Wszystkie postacie i wszystkie związki w Wiśniowym sadzie to wariacje na temat „pragnę"; wszystkie jednak poszczególne pragnienia, jakkolwiek byłby przyziemne, znoszą się nawzajem poprzez kontrast. Łopachinowi bardzo trudno „dogadać się" z Raniewską i Gajewem na temat próby ratowania ich majątku za pomocą inwestycji w domki dla letników. Nieraz możemy natrafić na dialog, w którym pomiędzy postaciami brak porozumienia, ponieważ każdy głęboko przeżywa swój własny, wewnętrzny świat, jakkolwiek w przypadku niektórych postaci drugoplanowych, byłby on — z punktu widzenia publiczności — jałowy, żałosny lub śmieszny. Kiedy przyjrzymy się zachowaniu służącej Duniaszy i zapytamy z jakich powodów bez przerwy wzdycha, wywraca oczami i chce mdleć, a przypomnimy sobie dodatkowo fakt, że to właśnie ona w przeciągu dramatycznej akcji zdąży się odkochać i zakochać w kim innym, to w gruncie rzeczy wszystko to mogłoby nas nic nie obchodzić. A jednak nawet ona znajduje sposób na zamanifestowanie, choćby króciutkie, swoich prywatnych, jakże ważnych, chociaż w całości dramatu kompletnie nieistotnych, oczekiwań. Na swoim poziomie, w swoim subiektywnym świecie każdy jest najważniejszy dla samego siebie i tylko o tym potrafi mówić. Przykładem niech będzie fragment z aktu II, w którym brak w zasadzie jakichkolwiek wydarzeń posuwających naprzód akcję — po prostu mija czas:

Gajew: Drżą mi ręce: Dawno nie grałem w bilard.
Łopachin: "Och melio, nimfo, w modłach swoich pamiętaj o moich grzechach!"
Raniewska: Chodźmy. Wkrótce kolacja.
Waria: Przestraszył mnie.

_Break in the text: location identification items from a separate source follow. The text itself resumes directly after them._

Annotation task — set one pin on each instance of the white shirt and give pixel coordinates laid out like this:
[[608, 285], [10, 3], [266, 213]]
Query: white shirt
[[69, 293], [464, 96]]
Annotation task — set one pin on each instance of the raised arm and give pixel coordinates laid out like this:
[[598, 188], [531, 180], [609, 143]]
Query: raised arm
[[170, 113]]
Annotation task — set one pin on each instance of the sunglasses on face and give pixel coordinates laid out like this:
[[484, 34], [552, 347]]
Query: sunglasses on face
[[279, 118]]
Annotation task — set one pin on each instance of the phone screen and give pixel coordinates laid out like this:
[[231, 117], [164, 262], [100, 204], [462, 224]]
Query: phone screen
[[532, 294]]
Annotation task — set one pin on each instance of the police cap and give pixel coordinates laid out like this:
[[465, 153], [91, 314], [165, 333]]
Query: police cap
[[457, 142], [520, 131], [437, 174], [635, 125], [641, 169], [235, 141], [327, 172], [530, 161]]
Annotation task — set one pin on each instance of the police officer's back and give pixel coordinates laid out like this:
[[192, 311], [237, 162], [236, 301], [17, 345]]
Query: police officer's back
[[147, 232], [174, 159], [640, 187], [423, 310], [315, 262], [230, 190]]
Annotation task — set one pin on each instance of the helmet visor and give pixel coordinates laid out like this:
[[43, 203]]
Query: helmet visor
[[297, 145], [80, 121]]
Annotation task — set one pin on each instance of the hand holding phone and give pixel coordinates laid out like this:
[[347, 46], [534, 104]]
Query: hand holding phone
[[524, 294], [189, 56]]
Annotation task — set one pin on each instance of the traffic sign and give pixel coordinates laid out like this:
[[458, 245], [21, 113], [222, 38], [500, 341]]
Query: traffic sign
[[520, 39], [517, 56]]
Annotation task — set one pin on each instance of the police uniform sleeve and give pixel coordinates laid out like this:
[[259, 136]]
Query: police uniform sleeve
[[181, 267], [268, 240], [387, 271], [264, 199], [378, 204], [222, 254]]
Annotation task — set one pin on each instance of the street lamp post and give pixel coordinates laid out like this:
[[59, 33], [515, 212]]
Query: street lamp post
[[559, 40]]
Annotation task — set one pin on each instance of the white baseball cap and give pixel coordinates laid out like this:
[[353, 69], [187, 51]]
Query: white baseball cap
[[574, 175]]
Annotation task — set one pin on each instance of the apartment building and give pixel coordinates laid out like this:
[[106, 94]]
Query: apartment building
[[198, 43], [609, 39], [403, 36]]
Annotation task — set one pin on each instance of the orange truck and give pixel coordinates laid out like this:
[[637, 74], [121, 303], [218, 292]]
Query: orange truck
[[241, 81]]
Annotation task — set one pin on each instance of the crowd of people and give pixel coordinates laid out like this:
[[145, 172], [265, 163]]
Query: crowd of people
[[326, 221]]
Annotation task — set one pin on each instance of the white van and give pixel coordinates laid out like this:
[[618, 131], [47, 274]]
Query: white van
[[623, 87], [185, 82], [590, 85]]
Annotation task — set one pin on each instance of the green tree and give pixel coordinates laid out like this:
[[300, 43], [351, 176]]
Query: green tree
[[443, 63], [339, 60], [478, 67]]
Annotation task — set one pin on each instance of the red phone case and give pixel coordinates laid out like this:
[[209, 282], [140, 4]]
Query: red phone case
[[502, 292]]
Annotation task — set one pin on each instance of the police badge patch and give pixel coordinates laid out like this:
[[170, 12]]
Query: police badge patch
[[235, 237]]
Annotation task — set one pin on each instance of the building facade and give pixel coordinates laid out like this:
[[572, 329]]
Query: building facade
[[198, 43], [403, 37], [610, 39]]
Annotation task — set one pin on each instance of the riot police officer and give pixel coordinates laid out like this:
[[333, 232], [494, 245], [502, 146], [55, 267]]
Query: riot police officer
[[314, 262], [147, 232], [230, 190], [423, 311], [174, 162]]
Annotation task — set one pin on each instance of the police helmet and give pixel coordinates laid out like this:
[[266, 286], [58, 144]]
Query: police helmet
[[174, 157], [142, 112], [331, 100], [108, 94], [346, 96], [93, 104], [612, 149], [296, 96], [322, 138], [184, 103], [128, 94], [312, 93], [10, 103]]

Serce aż się tłucze.
Łopachin: Przypominam państwu: dwudziestego drugiego sierpnia wiśniowy sad będzie wystawiony na sprzedaż. Proszę o tym pomyśleć… [ 16 ]

Dialog jako podstawowy typ wypowiedzi w dramacie, tutaj — pozornie typowy, realistyczny dialog konwersacyjny, nabiera nowych znaczeń. Słowa okazują się niezdolne do realizacji elementarnych funkcji kontaktu międzyludzkiego, do próby wyrażenia własnych odczuć w taki sposób, aby znaleźć zrozumienie. Bohaterowie, rozmawiając o rzeczach trywialnych, zmieniając szybko tematy i nastroje, nie rozumieją się, a podejmowane przez nich wysiłki, by przełamać ów impas, są zarazem żałosne i humorystyczne. [ 17 ]

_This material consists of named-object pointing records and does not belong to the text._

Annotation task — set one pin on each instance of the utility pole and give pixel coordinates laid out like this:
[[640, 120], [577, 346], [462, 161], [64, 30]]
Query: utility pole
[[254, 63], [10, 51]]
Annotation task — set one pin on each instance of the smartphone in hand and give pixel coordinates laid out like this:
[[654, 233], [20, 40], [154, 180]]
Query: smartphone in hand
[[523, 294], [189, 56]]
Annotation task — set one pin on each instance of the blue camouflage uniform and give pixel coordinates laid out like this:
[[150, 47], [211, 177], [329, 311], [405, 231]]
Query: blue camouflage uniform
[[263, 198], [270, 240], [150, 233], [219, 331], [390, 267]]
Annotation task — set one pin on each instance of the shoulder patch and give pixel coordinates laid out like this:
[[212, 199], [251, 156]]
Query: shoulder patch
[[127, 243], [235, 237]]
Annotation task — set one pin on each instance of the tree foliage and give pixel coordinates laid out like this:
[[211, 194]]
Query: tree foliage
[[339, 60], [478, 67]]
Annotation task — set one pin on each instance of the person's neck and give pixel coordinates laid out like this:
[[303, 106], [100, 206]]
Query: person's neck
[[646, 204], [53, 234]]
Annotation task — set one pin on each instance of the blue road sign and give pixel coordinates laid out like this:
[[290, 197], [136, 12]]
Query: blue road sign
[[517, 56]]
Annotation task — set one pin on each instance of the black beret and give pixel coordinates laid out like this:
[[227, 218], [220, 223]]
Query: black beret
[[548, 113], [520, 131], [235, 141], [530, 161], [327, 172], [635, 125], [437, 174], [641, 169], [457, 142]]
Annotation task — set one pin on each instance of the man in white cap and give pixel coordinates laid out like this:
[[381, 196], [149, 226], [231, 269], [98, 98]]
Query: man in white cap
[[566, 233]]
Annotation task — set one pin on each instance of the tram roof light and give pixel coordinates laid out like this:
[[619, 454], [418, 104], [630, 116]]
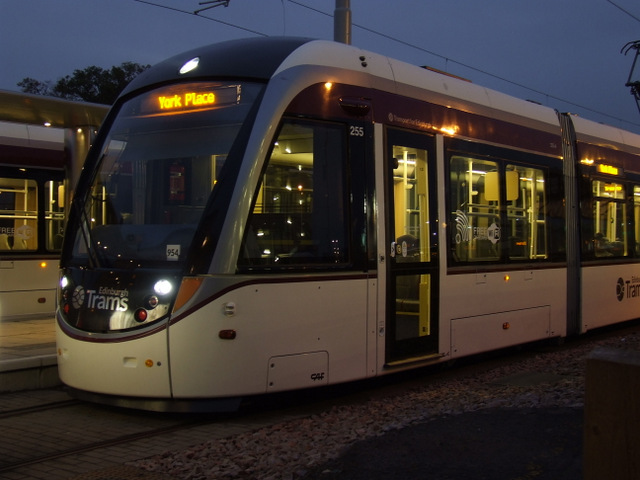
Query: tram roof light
[[189, 65]]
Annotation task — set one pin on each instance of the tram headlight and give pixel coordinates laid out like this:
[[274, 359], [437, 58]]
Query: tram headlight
[[140, 315], [163, 287]]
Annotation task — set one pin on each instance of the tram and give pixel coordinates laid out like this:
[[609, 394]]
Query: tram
[[266, 215], [41, 144]]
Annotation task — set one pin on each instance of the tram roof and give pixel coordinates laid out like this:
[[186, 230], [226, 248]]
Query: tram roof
[[56, 112]]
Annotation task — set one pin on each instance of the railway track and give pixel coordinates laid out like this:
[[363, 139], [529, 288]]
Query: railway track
[[48, 435]]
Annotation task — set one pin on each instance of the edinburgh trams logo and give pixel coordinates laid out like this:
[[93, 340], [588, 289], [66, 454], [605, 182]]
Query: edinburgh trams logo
[[104, 298], [628, 288]]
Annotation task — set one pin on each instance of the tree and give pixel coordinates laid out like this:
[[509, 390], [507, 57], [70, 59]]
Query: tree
[[93, 84]]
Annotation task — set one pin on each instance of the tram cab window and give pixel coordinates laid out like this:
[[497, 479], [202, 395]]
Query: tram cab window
[[299, 217], [609, 212], [18, 215], [499, 211]]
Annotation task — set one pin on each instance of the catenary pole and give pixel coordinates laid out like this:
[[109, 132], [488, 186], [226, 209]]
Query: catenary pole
[[342, 22]]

Ostatnie z określeń gatunkowych, jakimi szeroka literatura przedmiotu ochrzciła analizowany tutaj dramat to czarna komedia. [ 18 ] Wiśniowy sad na pewno może być czytany jako komedia, może zostać wystawiony jako utwór komediowy, pod warunkiem, że doprecyzujemy rodzaj komizmu, który wpisany w ten dramat może wybrzmieć również na scenie. Czechowowski stosunek do świata i ludzkiej egzystencji jest pełen dystansu, który dopuszcza ironię, a nawet drwiące wytykanie palcem tych ludzkich postaw i zachowań, które są marne lub nieznośne. Jednak pomimo przenikliwej obserwacji, zrezygnowania ze stylizacji na rzecz prawdziwości przedstawianego życia, Czechow nigdy nie zapomina o subtelności. Zawsze trzyma się w pewnych granicach, po których przekroczeniu i wyostrzeniu rysów karykaturalnych Gajew stałby się wyłącznie „starym pierdołą", Raniewska równie niemłodą, rozhisteryzowaną paniusią, a Łopachin zwykłym chamem i prostakiem, któremu na każdym kroku wyłazi słoma z butów. Umiar autora, podyktowany nadrzędnym kryterium zgodności charakterystyk bohaterów z życiem, sprawia jednak, że w Wiśniowym sadzie powyżej zarysowana sytuacja nie ma miejsca.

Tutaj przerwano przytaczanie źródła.